I've already learnt so much thank you all. Most other bumps we've come across I've managed to sort, or research but this just had me stumped! I generally think of myself as pretty briskly affectionate with my animals; with horses and dogs, I do usually take the leadership position haha, but I guess we all make mistakes/learn as we go


----------



## Alec Swan (29 December 2015)

It would be difficult,  if not impossible to give any clear explanation of the dog's conduct at times of stress and over a forum without witnessing both the dog's AND your actions and reactions.  All so often a dog will react to the nuances of a handlers conduct,  however subtle the changes may be,  and all that anyone can do is attempt at what may be helpful suggestions.  
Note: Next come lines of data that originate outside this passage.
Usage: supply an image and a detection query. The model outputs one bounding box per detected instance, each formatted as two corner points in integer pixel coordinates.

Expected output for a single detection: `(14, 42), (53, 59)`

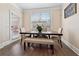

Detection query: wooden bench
(24, 38), (54, 54)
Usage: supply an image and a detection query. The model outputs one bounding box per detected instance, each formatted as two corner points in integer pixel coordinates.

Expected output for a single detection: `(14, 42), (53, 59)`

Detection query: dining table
(20, 31), (63, 46)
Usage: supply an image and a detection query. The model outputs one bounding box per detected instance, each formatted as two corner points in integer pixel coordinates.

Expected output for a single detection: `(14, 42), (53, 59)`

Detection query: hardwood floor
(0, 41), (77, 56)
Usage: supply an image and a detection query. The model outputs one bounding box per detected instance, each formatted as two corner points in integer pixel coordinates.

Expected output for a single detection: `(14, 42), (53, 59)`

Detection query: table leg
(24, 42), (26, 50)
(27, 43), (30, 47)
(50, 45), (54, 54)
(59, 36), (62, 48)
(48, 35), (50, 39)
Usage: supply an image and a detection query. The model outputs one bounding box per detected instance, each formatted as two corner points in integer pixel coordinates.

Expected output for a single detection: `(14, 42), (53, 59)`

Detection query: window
(31, 12), (51, 31)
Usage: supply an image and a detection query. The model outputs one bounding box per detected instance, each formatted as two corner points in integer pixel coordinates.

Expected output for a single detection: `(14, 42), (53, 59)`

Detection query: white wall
(23, 6), (62, 31)
(62, 4), (79, 54)
(0, 3), (22, 46)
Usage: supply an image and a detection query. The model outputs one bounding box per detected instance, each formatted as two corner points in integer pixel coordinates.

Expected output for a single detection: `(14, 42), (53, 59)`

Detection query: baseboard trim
(0, 38), (19, 49)
(62, 38), (79, 55)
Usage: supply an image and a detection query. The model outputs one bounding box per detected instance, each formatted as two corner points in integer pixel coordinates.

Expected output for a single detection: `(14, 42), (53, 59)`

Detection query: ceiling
(17, 3), (62, 9)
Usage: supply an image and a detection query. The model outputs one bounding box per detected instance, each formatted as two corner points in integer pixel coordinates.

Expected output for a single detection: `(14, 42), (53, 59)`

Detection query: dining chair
(20, 27), (30, 43)
(51, 28), (63, 47)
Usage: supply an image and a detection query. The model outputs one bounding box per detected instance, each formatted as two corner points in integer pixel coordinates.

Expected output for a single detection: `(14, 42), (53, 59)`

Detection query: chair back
(20, 27), (26, 32)
(58, 28), (63, 33)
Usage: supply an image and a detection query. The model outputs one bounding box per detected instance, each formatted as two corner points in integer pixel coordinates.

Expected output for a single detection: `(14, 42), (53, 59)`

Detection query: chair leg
(24, 42), (26, 50)
(50, 45), (54, 54)
(60, 40), (63, 48)
(59, 36), (62, 48)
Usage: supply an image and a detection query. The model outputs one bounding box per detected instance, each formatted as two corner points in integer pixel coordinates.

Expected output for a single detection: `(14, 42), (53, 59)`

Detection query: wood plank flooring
(0, 41), (77, 56)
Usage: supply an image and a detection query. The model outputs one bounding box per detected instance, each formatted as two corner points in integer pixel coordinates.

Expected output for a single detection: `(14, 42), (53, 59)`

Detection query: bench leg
(50, 45), (54, 54)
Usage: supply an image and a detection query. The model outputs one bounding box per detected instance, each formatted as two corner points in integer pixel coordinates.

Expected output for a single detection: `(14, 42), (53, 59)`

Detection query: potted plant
(37, 25), (42, 33)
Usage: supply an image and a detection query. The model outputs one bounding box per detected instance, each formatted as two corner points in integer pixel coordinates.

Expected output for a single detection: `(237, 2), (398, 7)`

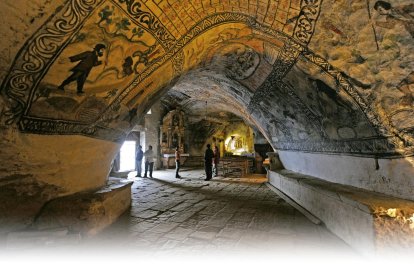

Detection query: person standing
(175, 146), (181, 178)
(204, 144), (214, 181)
(135, 145), (144, 177)
(213, 146), (220, 176)
(144, 146), (154, 178)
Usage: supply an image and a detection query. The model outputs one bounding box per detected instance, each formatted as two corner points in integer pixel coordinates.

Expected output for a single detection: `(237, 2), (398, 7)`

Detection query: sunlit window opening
(120, 141), (136, 171)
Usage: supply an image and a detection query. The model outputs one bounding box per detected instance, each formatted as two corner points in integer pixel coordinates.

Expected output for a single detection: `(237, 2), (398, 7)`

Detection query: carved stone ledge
(34, 179), (133, 235)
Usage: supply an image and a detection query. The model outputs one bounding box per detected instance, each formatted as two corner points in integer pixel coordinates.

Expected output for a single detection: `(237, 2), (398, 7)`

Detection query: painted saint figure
(58, 44), (106, 95)
(374, 1), (414, 106)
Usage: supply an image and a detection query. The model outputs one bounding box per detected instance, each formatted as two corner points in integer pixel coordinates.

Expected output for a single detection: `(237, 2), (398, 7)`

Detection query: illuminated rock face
(0, 0), (414, 223)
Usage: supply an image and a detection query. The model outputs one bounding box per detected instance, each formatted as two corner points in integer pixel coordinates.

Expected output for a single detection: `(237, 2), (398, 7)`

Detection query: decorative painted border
(115, 0), (176, 49)
(248, 0), (322, 109)
(276, 137), (414, 158)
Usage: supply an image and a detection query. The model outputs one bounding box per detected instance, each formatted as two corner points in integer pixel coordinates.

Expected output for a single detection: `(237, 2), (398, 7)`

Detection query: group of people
(135, 145), (155, 178)
(175, 144), (220, 181)
(135, 144), (220, 181)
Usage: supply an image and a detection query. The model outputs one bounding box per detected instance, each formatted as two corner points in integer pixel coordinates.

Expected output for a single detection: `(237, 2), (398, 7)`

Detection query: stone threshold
(268, 170), (414, 254)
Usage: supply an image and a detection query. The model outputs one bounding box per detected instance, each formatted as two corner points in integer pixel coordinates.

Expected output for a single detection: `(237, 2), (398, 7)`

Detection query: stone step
(33, 178), (133, 235)
(268, 170), (414, 253)
(6, 228), (81, 249)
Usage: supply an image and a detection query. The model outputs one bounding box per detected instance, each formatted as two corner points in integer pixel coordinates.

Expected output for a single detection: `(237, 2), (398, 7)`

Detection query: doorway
(119, 141), (136, 171)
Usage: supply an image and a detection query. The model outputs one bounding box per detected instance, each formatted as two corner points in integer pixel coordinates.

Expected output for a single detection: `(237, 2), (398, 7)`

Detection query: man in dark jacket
(204, 144), (214, 181)
(58, 44), (106, 95)
(135, 145), (144, 177)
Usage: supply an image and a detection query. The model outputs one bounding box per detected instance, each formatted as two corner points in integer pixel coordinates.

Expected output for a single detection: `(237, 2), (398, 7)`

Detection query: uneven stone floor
(84, 169), (354, 254)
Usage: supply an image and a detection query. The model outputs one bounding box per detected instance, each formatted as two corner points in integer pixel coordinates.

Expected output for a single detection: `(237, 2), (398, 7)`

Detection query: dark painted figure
(374, 1), (414, 105)
(58, 44), (106, 95)
(204, 144), (214, 181)
(122, 57), (134, 77)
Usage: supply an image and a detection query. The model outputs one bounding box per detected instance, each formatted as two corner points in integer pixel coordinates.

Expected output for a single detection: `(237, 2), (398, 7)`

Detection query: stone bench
(32, 178), (133, 235)
(268, 170), (414, 253)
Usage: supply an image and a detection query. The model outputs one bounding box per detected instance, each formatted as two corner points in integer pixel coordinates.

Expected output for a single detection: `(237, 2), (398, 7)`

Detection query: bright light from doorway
(120, 141), (136, 171)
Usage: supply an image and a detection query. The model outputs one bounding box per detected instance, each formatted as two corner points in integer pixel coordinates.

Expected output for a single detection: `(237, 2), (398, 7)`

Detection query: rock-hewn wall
(0, 0), (414, 230)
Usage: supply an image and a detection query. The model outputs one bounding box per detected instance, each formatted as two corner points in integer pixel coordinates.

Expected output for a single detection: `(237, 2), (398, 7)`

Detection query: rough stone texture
(0, 129), (120, 195)
(268, 170), (414, 253)
(279, 151), (414, 200)
(0, 0), (414, 237)
(83, 170), (355, 254)
(33, 180), (132, 235)
(0, 182), (60, 234)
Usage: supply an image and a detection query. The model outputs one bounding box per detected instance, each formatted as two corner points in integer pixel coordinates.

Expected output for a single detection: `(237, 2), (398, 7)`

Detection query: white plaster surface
(278, 151), (414, 200)
(0, 130), (120, 195)
(268, 170), (375, 253)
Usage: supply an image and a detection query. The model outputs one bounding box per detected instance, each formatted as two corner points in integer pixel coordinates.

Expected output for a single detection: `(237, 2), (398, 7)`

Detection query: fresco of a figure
(58, 43), (106, 95)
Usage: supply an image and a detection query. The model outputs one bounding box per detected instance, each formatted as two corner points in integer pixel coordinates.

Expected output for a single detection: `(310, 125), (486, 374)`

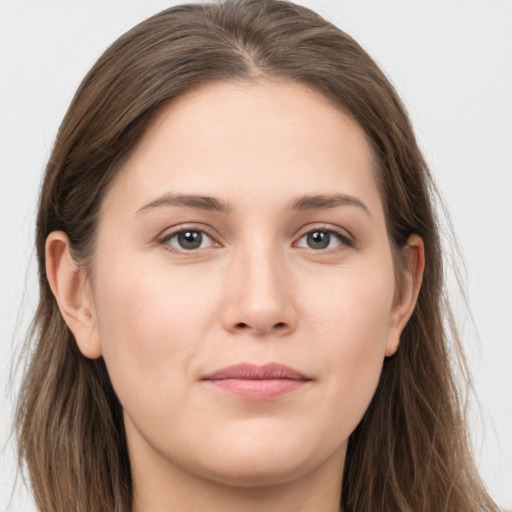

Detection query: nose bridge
(226, 232), (297, 335)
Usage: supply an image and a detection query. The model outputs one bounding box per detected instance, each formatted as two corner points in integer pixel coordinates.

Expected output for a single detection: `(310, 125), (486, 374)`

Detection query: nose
(223, 245), (298, 337)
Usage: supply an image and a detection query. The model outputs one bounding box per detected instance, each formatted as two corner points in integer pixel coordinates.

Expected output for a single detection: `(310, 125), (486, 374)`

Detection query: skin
(47, 82), (423, 512)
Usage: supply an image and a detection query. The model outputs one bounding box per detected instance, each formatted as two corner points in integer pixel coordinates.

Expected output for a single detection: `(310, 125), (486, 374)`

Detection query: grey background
(0, 0), (512, 512)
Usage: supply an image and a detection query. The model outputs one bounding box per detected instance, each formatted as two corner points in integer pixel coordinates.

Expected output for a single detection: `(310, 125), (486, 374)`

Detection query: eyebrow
(136, 194), (231, 215)
(291, 194), (370, 215)
(136, 193), (370, 215)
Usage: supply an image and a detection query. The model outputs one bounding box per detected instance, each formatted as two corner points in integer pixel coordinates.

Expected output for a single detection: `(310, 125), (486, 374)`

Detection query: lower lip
(205, 379), (308, 400)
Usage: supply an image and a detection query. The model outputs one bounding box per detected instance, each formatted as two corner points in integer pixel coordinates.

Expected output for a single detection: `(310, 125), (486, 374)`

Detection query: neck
(132, 440), (344, 512)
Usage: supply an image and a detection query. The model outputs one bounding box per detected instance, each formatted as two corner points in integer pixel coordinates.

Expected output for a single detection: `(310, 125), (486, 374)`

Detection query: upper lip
(202, 363), (311, 380)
The best that anyone who's only able to read your posts can do,  is to say "Well,  it 'could be' or 'it sounds like' &#8230;&#8230;.. ".  That said,  as with horses,  if a fearful situation arises then generally,  the least helpful course of action is to turn and walk the other way because this simply reinforces that the animal's concerns are valid.  Better I believe,  to have the dog understand that you will be obeyed,  and that's best achieved I suspect,  by not overreacting,  but by a simple no-nonsense approach and if you're able,  by insisting upon eye contact,  though with ideas which are already in place,  that's easier said than done!

Alec.


----------



## Dry Rot (29 December 2015)

Molly'sMama said:



			DR- when you say ''I will have the dog on the lead or check cord to start with, give the sharp command "Leave!" coupled with a jerk on the lead or cord, and smartly march off in the opposite drection. Once the dog is paying attention to me, it will get praised and reassurance. '' - is that what you mean you do to initially train the generic command Leave?
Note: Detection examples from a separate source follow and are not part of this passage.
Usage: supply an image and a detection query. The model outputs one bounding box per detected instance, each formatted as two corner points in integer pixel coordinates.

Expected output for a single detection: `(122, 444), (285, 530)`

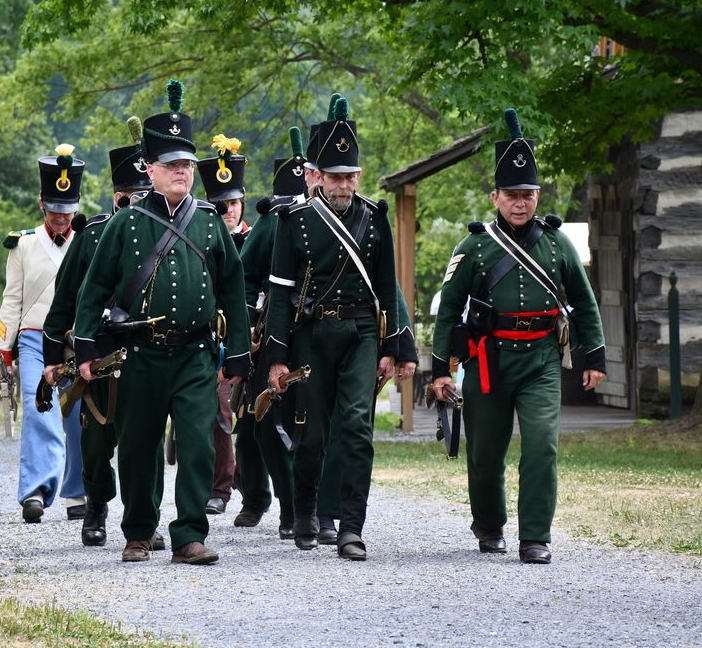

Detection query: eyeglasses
(153, 160), (195, 172)
(502, 190), (538, 202)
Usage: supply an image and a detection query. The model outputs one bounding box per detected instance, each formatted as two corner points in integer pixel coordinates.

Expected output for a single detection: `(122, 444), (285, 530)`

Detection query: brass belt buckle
(149, 326), (167, 344)
(513, 317), (534, 331)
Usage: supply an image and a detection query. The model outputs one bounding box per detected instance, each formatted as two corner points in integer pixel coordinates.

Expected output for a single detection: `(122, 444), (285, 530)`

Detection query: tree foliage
(0, 0), (702, 310)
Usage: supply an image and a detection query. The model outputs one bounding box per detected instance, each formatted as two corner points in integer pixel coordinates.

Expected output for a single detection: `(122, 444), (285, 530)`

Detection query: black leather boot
(81, 498), (107, 547)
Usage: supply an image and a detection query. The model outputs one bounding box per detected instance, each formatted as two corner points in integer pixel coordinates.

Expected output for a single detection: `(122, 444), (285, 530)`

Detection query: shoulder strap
(479, 223), (544, 299)
(121, 196), (205, 311)
(132, 200), (205, 261)
(485, 221), (565, 308)
(310, 197), (380, 312)
(317, 205), (370, 304)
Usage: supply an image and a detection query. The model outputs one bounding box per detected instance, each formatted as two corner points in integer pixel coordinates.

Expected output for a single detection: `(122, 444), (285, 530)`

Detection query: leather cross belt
(495, 314), (556, 331)
(134, 326), (210, 346)
(314, 304), (375, 319)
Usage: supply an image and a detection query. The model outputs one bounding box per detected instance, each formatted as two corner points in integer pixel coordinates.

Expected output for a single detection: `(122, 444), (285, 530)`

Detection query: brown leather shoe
(171, 542), (219, 565)
(122, 540), (151, 562)
(478, 538), (507, 553)
(234, 506), (265, 527)
(519, 540), (551, 565)
(149, 531), (166, 551)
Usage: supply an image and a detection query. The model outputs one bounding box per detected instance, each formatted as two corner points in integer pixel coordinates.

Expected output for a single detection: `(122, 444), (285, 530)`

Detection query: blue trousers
(17, 330), (85, 506)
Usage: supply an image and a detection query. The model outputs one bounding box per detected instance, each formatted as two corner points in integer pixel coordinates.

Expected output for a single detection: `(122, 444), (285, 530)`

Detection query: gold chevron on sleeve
(444, 254), (465, 283)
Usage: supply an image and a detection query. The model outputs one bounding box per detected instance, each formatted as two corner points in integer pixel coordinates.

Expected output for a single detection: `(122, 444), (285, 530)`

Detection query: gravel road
(0, 439), (702, 648)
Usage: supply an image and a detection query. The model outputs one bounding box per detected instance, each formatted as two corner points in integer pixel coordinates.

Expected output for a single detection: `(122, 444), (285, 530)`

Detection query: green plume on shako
(505, 108), (524, 139)
(127, 115), (144, 144)
(327, 92), (341, 121)
(334, 97), (349, 121)
(290, 126), (302, 157)
(166, 79), (183, 112)
(273, 126), (307, 196)
(495, 108), (540, 190)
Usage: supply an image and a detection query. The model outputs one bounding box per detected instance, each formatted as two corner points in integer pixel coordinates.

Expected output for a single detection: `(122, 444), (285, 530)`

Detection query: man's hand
(79, 358), (98, 384)
(395, 362), (417, 381)
(268, 362), (290, 394)
(431, 376), (456, 401)
(251, 326), (261, 354)
(583, 369), (607, 391)
(42, 365), (61, 387)
(217, 367), (243, 387)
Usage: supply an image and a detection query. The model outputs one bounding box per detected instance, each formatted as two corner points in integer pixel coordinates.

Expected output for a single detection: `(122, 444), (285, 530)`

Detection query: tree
(5, 0), (702, 308)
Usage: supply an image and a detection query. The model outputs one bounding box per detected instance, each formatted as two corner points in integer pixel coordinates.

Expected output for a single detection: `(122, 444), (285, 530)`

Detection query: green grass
(0, 598), (195, 648)
(374, 421), (702, 556)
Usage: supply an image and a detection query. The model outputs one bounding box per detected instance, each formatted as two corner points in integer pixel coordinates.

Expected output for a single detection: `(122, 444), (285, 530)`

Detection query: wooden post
(395, 184), (417, 432)
(668, 271), (682, 418)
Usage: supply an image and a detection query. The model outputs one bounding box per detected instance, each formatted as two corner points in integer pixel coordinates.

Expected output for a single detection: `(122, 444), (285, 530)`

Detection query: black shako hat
(317, 97), (361, 173)
(197, 134), (246, 203)
(38, 144), (85, 214)
(303, 92), (341, 171)
(142, 79), (197, 164)
(495, 108), (541, 189)
(110, 117), (151, 191)
(273, 126), (307, 196)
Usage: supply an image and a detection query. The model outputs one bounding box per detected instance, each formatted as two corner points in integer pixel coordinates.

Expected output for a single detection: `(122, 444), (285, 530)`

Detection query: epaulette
(71, 214), (88, 234)
(197, 198), (217, 214)
(544, 214), (563, 229)
(277, 202), (309, 218)
(2, 228), (34, 250)
(356, 193), (389, 216)
(256, 198), (271, 216)
(356, 192), (378, 209)
(83, 214), (112, 229)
.....also should I turn on my heel and make him walk the other way to the incoming dog, or make him go past it/the way we were going?
		
Click to expand...

Yes, pretty much that. The jerk on the lead should be accompanied by the "Leave!" command, then immediately walk off in the opposite direction. Obviously, that isn't going to work if the other dog is approaching and quite close as now your dog is in retreat which is canine body language for "I am running away". So much in dog training is watching for subtle signals and responding to them. But, yes, a sharp tug and a "Leave" should disengage your dog so that it is at least not in that aggressive stance of staring. Then, if you don't want your dog to interact, just walk on by with another jerk on the lead if your dog looks in the direction of the other. As Alec says, there cannot be any hard and fast rules as it will depend entirely on the situation on hand. You have to read the body language!

My pups do this lying down and staring. It usually happens before they make a play attack on the other and is part of the game. So it is not necessarily a bad thing, but it does no harm to be able to disengage your dog with the "Leave" and it will get you out of many tricky situations.


----------